Unit testing argument parsing?

I've just started building a little CLI tool in Xcode on macOS, but I'm trying to make it as platform-agnostic as possible. To that end I found the nice ArgumentParser package.

But I'm finding it would be nice to be able to run automated XCTestCase cases against the argument parsing, to make sure I’ve specified it correctly. How might I go about doing this?

It's a bit odd, since Xcode didn't create any unit tests when I instantiated the macOS CLI template, and even after adding a couple of Swift Package Dependencies, it the project doesn't have a Package.swift file. I suppose to be properly cross platform I should add one, but I don't want to fight Xcode right now and I'm worried about rocking its little boat.

What's the best way to unit test the parsing? Thanks!

We very much designed the library with this in mind. You can use the parseAsRoot() function in unit tests to do this.

Let’s say you have a RootCommand with a PingCommand as a sub-command. You’d then be able to write a test like this:

func testParsing() throws {
    let ping = try XCTUnwrap(RootCommand.parseAsRoot([
        "ping",
        "--versbose",
        "10",
    ]) as? PingCommand)
    XCTAssert(ping.verbose)
    XCTAssertEqual(ping.count, 10)
}

— and similarly check that parseAsRoot() throws if the options are invalid.

If you’re not using nested commands, but “just” ParsableArguments, you’d use parse() instead.

I hope this helps.

5 Likes

Yeah that's great! Too bad for the as?, but that'll do just fine.
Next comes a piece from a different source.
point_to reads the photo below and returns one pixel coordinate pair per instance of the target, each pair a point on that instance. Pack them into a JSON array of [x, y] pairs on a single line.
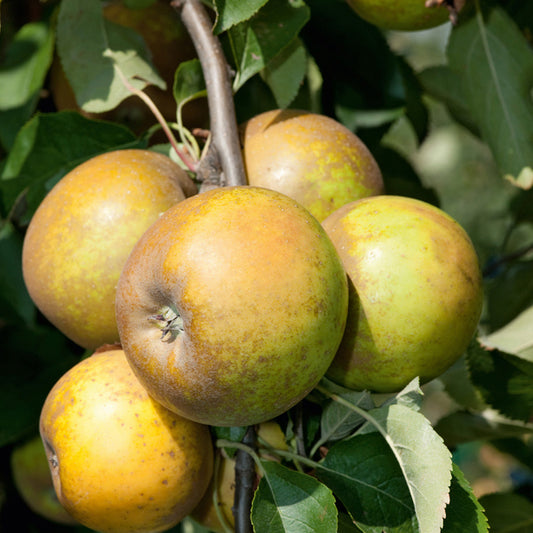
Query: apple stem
[[223, 162]]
Well, it’s a test, so you want to check that it turned into a PingCommand. You can clean that up, though, by creating a helper:

final class ArgumentParsingTests: XCTestCase {
    func parse<A>(_ type: A.Type, _ arguments: [String]) throws -> A where A: ParsableCommand {
        return try XCTUnwrap(RootCommand.parseAsRoot(arguments) as? A)
    }
}

extension ArgumentParsingTests {
    func testParsingDefaults() throws {
        let ping = try parse(PingCommand.self, [
            "ping"
        ])
        XCTAssertFalse(ping.verbose)
        XCTAssertEqual(ping.count, 4)
    }

    func testParsingPingVerbose() throws {
        let ping = try parse(PingCommand.self, [
            "ping", "--verbose", "10"
        ])
        XCTAssert(ping.verbose)
        XCTAssertEqual(ping.count, 10)
    }
    
    …

    func testParsingSend() throws {
        let send = try parse(SendCommand.self, [
            "send", "Hello, World!",
        ])
        XCTAssert(send.text, "Hello, World")
    }
}
4 Likes

Oh of course, that makes sense. I was calling it directly as it's the only command.

For those of us who are still for whatever reason tightly bound to Xcode-centric building and testing, how do we add a test target that can access .parseAsRoot()? Are we forced, as others have suggested, to move all our code into a static library target, now testable, with the CLI executable target as just a thin shim to call it?

Furthermore, if using parseAsRoot(), how can we test assertions about standard and error output from the tool?

Or is there another way? I see that ArgumentParser's TestHelpers.swift extends XCTest adding AssertExecuteCommand which executes the CLI binary directly, but I have no idea how to add an Xcode test target that would invoke it - seems like SPM only.